You must ensure to clean your Acrylic brushes in-between each use; not doing so will allow the Acrylic paint to harden the bristles or fibres and bond them together.
We recommend Synthetic brushes over Natural Hair brushes as a general rule since they withstand the abuse of Acrylic paint and they clean more easily. You must not let the Acrylic paint dry on your brush as this is really difficult to get out. Grab a rag or kitchen towel and wipe away any excess paint from your brush to begin with; this will make the washing process faster and easier. Thoroughly rinse the brush with water and wipe the brush in your palm to get the paint out. You can use soap to speed this process and condition your brushes.

Oil Brushes

Start with wiping your brushes on a rag or paper towel. You should then wash them thoroughly with a good soap. (You can use olive oil soap for example). To clean them thoroughly you can use a dish soap (in England we call it fairy liquid), or overseas you may have Murphys Oil Soap or Dawn.

We do not endorse the use of mineral spirits or solvents. Though they are quicker for the process; they are a known brush killer. Oil cleans oil, so safflower, rapeseed & linseed oils should work too.

A good tip is not to load the brush right down to the ferrule (hence why many oil painters choose the long flats, long filberts and egrets for the longer length of hair). You must make sure you clean the whole brush; not doing so will cause paint to collect at the base and in doing so will cause it to splay outwards.  Be sure to reshape the brush once you’ve cleaned it through and a great tip by Richard Schmid is to fold card over your flats and filberts and clip a peg on them to hold them in shape.
Truthfully there’s a million and one ways.
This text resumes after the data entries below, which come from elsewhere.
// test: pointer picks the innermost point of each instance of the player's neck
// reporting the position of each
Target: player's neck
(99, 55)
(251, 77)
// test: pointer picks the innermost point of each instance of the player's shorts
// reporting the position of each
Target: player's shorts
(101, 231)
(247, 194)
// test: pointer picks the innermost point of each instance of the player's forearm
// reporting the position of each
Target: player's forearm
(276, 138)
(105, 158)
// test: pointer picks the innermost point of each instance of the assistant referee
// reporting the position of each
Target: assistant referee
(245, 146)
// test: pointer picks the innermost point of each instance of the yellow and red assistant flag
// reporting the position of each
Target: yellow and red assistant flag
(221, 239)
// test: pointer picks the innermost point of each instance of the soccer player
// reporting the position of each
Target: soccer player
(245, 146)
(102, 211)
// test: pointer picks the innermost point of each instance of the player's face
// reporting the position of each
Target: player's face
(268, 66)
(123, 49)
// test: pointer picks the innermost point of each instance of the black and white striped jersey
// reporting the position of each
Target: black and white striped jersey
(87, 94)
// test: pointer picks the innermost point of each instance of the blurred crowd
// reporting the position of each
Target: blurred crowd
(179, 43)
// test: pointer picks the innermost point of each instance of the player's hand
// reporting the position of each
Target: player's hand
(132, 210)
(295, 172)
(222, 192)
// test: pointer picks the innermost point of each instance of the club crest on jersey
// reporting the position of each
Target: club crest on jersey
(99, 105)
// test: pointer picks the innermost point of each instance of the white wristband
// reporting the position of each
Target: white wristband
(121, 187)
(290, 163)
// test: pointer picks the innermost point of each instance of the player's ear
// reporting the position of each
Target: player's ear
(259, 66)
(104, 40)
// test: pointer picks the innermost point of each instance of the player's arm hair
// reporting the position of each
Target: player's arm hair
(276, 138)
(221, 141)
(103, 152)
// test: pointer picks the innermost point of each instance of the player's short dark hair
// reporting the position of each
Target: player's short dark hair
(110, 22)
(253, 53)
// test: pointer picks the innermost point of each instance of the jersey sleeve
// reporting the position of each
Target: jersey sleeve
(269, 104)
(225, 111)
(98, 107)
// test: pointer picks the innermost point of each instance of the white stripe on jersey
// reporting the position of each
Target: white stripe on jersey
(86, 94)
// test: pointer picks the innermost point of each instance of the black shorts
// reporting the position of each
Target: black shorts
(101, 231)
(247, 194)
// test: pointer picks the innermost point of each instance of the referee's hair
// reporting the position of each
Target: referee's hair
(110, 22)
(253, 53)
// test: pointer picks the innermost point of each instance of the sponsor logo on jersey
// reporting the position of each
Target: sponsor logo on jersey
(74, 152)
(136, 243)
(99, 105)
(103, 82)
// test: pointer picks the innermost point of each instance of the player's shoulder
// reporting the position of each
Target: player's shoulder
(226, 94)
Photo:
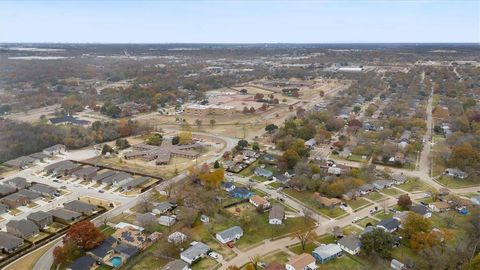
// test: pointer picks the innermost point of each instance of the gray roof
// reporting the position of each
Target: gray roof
(8, 241)
(18, 182)
(103, 175)
(64, 214)
(6, 189)
(193, 251)
(31, 195)
(80, 207)
(38, 216)
(175, 265)
(42, 188)
(38, 155)
(326, 251)
(82, 263)
(24, 226)
(351, 242)
(230, 232)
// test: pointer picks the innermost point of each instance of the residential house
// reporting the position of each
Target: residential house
(194, 252)
(229, 235)
(281, 178)
(475, 200)
(228, 186)
(276, 215)
(9, 243)
(326, 253)
(303, 261)
(86, 173)
(439, 207)
(6, 189)
(350, 244)
(176, 265)
(381, 184)
(176, 238)
(263, 172)
(3, 208)
(15, 200)
(81, 207)
(18, 183)
(167, 220)
(258, 201)
(31, 195)
(421, 210)
(399, 178)
(241, 193)
(456, 173)
(310, 143)
(65, 216)
(326, 202)
(82, 263)
(44, 190)
(22, 228)
(131, 236)
(397, 265)
(54, 150)
(162, 208)
(41, 219)
(389, 224)
(104, 249)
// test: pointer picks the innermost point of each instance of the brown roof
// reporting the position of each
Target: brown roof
(301, 261)
(326, 201)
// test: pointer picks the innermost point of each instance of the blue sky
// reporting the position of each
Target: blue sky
(240, 21)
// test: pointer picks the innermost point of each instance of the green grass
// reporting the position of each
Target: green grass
(363, 222)
(451, 182)
(358, 203)
(413, 184)
(375, 196)
(343, 263)
(281, 257)
(309, 247)
(351, 229)
(306, 197)
(392, 191)
(332, 213)
(381, 215)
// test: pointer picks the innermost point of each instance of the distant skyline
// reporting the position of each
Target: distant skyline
(433, 21)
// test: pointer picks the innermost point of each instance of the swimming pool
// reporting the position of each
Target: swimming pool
(116, 261)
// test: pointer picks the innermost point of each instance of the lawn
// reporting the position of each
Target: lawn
(375, 196)
(280, 257)
(451, 182)
(392, 191)
(358, 203)
(306, 197)
(343, 263)
(381, 215)
(30, 260)
(413, 185)
(363, 222)
(297, 249)
(351, 229)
Everyone has their own way of doing things but I’ve written more specifically about our Oil Brushes.



No matter what works for you, ensure that you reshape your brushes to the way they first looked when you bought them, before you let them dry. If you have round brushes with caps on them, we recommend to throw those away. The protective cap we use is for transport purposes only and unless you have brilliant eyesight and a steady hand, you’ll bend back the hairs each and every time you try to get the cap back on.
Always leave your brushes somewhere they can dry completely (do not store them in an air-tight container before they are dry). Invest in a wrap or brush case to carry your brushes.

We sell Brush Holders for a few pounds to store your brushes upright in your studio. They are easy to assemble and inexpensive (Search BH50 on our website). Alternatively, we sell beautiful bamboo brush rolls and handmade brush wraps (made inhouse) for carrying your brushes. Both of these allow your brushes to dry naturally and ensure no mould.
The colour of the hairs or fibres will change over time – this is normal and does not affect the performance of the brush. For any synthetic brushes loosing their shape you can hold them in boiling water for 30 seconds, this should help pull them back into shape.
Natural hair brushes can enjoy a treat of conditioner from time to time, soak them and leave them for 30 minutes – when you come back to them and rinse it out they should feel nice and soft again. Make sure the conditioner is fully washed out before using your brushes.

The best advice one can give is to ask! Ask your teacher and your art friends. If you find a way that works for you then stick with it. Just remember, your brushes are an investment and worth taking care of.